7. Gelet op het vorenstaande acht de Raad termen aanwezig om het Uwv met toepassing van artikel 8:75 van de Algemene wet bestuursrecht te veroordelen in de proceskosten van appellant. Deze worden aan kosten van rechtsbijstand begroot op € 644,-- in beroep en € 322,-- in hoger beroep.

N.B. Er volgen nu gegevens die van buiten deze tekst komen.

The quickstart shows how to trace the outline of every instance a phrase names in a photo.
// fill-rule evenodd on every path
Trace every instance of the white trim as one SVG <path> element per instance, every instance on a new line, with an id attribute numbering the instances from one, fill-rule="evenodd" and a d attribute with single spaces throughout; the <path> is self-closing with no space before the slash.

De Centrale Raad van Beroep;
Vernietigt de aangevallen uitspraak;
Verklaart het beroep gegrond;
Vernietigt het bestreden besluit;
Bepaalt dat de Raad van bestuur van het Uitvoeringsinstituut werknemersverzekeringen een nieuw besluit op bezwaar neemt met inachtneming van deze uitspraak van de Raad;
Veroordeelt de Raad van bestuur van het Uitvoeringsinstituut werknemersverzekeringen tot vergoeding van de proceskosten van appellant tot een bedrag van € 966,--, te betalen door het Uitvoeringsinstituut werknemersverzekeringen;
Bepaalt dat het Uitvoeringsinstituut werknemersverzekeringen het door appellant in beroep en in hoger beroep betaalde griffierecht van in totaal € 139,-- aan hem vergoedt.
Deze uitspraak is gedaan door M.A. Hoogeveen als voorzitter en J.F. Bandringa en R.P.Th. Elshoff als leden. De beslissing is, in tegenwoordigheid van M.R.S. Bacon als griffier, uitgesproken in het openbaar op 26 juli 2007.